Assam tea is named after the region where it’s primarily grown. It’s a black tea, and is known for its heady, strong flavor. The Assam region of India is prone to monsoons. That gives it a tropical climate, which is responsible for the flavor of the tea grown for.

True Assam tea is made from the Camellia sinensis plant, but the variety, assamica, is a little different from other teas. The Assam region knows its tea; there are almost 800 tea estates and over 100,000 smaller tea gardens in the area.

Darjeeling Tea

Darjeeling teas are processed as white, black and green. But they’re all made from the same plant, Camellia sinesis. Like Assam tea, it’s region-specific. Darjeeling teas are only grown in the Darjeeling district of West Bengal.

Darjeeling tea tastes musky, or even a bit like wine. The teas are meant to be thin-bodied. Brewing them too long can make the drink taste bitter. They serve the finest Darjeeling teas at the best afternoon locations nationwide, so be sure to check them out for yourself whether you’re in Northumberland or Kent.

Nilgiri Tea

Nilgiri tea is grown in a jungle climate, and are much more full bodied than Darjeeling. They taste stronger and more smooth than other Indian teas and are often blended with other flavors.

Nilgiri teas come from the Blue Mountains of India, and unique to this region is the process of picking tea leaves in the winter. Called “frost tea,” these chilled leaves create a tea with a very concentrated, floral taste.


Kahwah isn’t unique to India, but it’s a popular tea drink served in the northern regions. Like chai, it’s not just a tea but a tea blend.

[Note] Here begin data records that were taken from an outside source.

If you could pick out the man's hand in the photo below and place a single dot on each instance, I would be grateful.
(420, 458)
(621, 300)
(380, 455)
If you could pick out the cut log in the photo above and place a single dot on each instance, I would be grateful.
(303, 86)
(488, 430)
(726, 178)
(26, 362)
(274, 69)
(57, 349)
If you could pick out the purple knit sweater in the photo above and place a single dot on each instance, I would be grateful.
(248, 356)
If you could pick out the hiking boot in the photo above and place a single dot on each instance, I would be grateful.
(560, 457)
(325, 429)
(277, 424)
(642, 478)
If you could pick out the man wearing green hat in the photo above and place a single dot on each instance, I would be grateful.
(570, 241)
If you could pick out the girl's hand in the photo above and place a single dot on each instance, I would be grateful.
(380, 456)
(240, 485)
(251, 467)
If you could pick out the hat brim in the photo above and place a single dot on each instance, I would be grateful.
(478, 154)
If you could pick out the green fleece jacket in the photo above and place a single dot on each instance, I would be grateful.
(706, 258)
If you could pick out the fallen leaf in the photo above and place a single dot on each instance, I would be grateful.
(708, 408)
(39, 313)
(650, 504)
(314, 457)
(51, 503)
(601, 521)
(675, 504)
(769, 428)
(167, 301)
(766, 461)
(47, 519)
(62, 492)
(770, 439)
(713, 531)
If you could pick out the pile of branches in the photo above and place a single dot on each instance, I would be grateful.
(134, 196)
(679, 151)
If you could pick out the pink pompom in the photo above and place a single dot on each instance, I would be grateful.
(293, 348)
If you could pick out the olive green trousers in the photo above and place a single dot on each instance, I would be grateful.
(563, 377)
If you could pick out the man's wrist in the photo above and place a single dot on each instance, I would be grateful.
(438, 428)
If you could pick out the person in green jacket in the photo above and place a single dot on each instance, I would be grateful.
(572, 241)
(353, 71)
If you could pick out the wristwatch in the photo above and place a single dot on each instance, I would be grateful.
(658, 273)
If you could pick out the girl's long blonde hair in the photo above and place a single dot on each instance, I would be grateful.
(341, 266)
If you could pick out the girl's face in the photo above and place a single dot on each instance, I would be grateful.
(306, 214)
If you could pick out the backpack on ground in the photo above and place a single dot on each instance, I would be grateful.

Kahwah is made by boiling green tea leaves with cinnamon, cardamom and saffron. In India sometimes roses are added. You’ll find Kahwah served at breakfast in India, but also in Afghanistan, Pakistan and in some parts of central Asia.

Butter Tea

In the Himalayas, you’ll need a lot of calories to survive the high altitudes and the cold. So a drink is prepared called butter tea, or gur gur. This drink is made from tea, butter, water and salt.

Over time, the recipe for butter tea spread south to India. Tea leaves are boiled for half a day, then skimmed and poured into yak butter and salt. The result is a thick liquid which more resembles a soup than a tea.